For all the things that Indiana Jones’ Greatest Adventures gets right, it gets something fundamentally wrong. It looks like Indy, albeit with the help of a Han Solo head-swap from Super Star Wars. It even sounds like Indy, from the satisfying crack of the whip to Han Solo’s high-bit-rate voice samples, to loops of John Williams’ classic theme. But it doesn’t feel like Indy.
Booby-rigged-tomb-raiding is the name of the game (or at least it was until Ms. Croft brought all new meaning to that phrase) – stealing treasure for The Museum [read: The White Man] and whipping natives and animals full of ill will (more on that later). This videogame has all that. Grappling and swinging across ravines with your whip?

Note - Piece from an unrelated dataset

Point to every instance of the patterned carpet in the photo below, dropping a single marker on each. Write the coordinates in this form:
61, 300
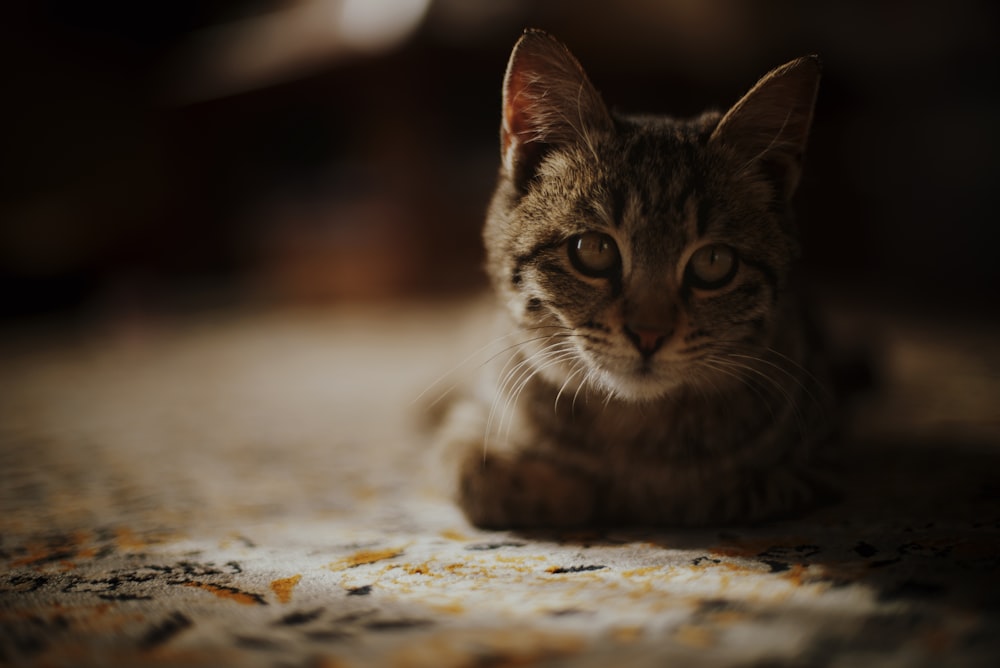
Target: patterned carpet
242, 490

No worries, you can tick that box as well. What about running away from giant boulders? Has it in spades (more on that later, too).
“Well, that’s all there is to Indiana Jones!”, you may say.
WRONG!
You’ve never been more wrong! There’s one crucial ingredient to the Indiana Jones formula that is missing from this videogame, and I’m sure even George Lucas in his post-quality-filmmaking phase knows what it is. In fact, given his repeated failure to emulate the success of Star Wars, Empire and Raiders in recent years, he especially would know. The secret ingredient to Indiana Jones, my friends, is exactly this:
Dumb Luck.
Know this: for all of the unfortunate situations Indy finds himself in – situations that, need I remind you, he himself went looking for – he is incredibly, nay incredulously, fortunate. He goes out looking for trouble, and instead he finds luck. The man survived an atomic blast by hiding in the refrigerator – need I say more?
See, Han Solo’s head isn’t the only thing Indy borrows from Super Star Wars. It also borrows the series’ notoriously excruciating difficulty. There is no luck to be had in his Greatest Adventures, dumb or otherwise. Indy’s future tomb-raiding career (or indeed, his very life) rests solely on your near-Ikaruga-level-ability to memorise booby trap sequences with less than a third of the screen’s x-axis available to you to respond to said sequences. Which brings me back to the giant boulders. You’ll be seeing a lot of them. As in the same single boulder, over and over again. In fact, this one boulder will be all you see and no further. Hit a trap and it’ll knock you back into the boulder. Hit the boulder and you die instantly. Rinse and repeat until you run out of lives, then use a continue, and complete the first level all over again to reach the boulder and die some more. Yes, this is just the second level.
Okay, so I exaggerate a little on the difficulty. I *did* get past the boulder eventually. I switched the difficulty to ‘easy’ – which, as far as I can tell, merely increases the number of lives at your disposal – jumped like crazy, and finally, a few continues later, made it out of the Peruvian temple, MacGuffin in hand.
Still, it requires a masochistic spirit and an iron will to push on through, and you will come upon similarly frustrating situations on a regular basis (like, every second level). Case in point: Marion’s tavern, which, true to the film, is burning to the ground. Unlike the film, however, Indy must climb to the rafters, instead of, say, just getting out of the damn building, in what must be the tallest tavern in the known world. Meanwhile a wall of fire climbs beneath you, ready to welcome you into its fiery embrace should you run into a rat and fall through the floorboards.
None of this feels as effortless as Harrison Ford made it look all those years ago, and that’s the problem! Videogame Indy is decidedly unlucky, with no-one to aid him save for a handful of stubborn nerds with walkthroughs.
One thing they *do* get right, however, is the racial stereotyping inherent in the films. It’s an interesting dichotomy having a white protagonist with a whip against anything other than white vampires. A whip denotes mastery over the whip-ee, whereas being whipped denotes slavery. Throw in several non-white antagonists, and immediately there’s a dichotomy of class and race. Throw in a few animals, and you’ve got a whole bag of issues. How did this go unnoticed by PETA, or N’Gai Croal? Now, we all know that Indy hates rats, and Nazis. Well, turns out he hates a whole lot more. If you thought RE5 was bad, wait until you get a load of this Montage of Hate:
Indiana Jones hates you, and this game exists as proof of that hate.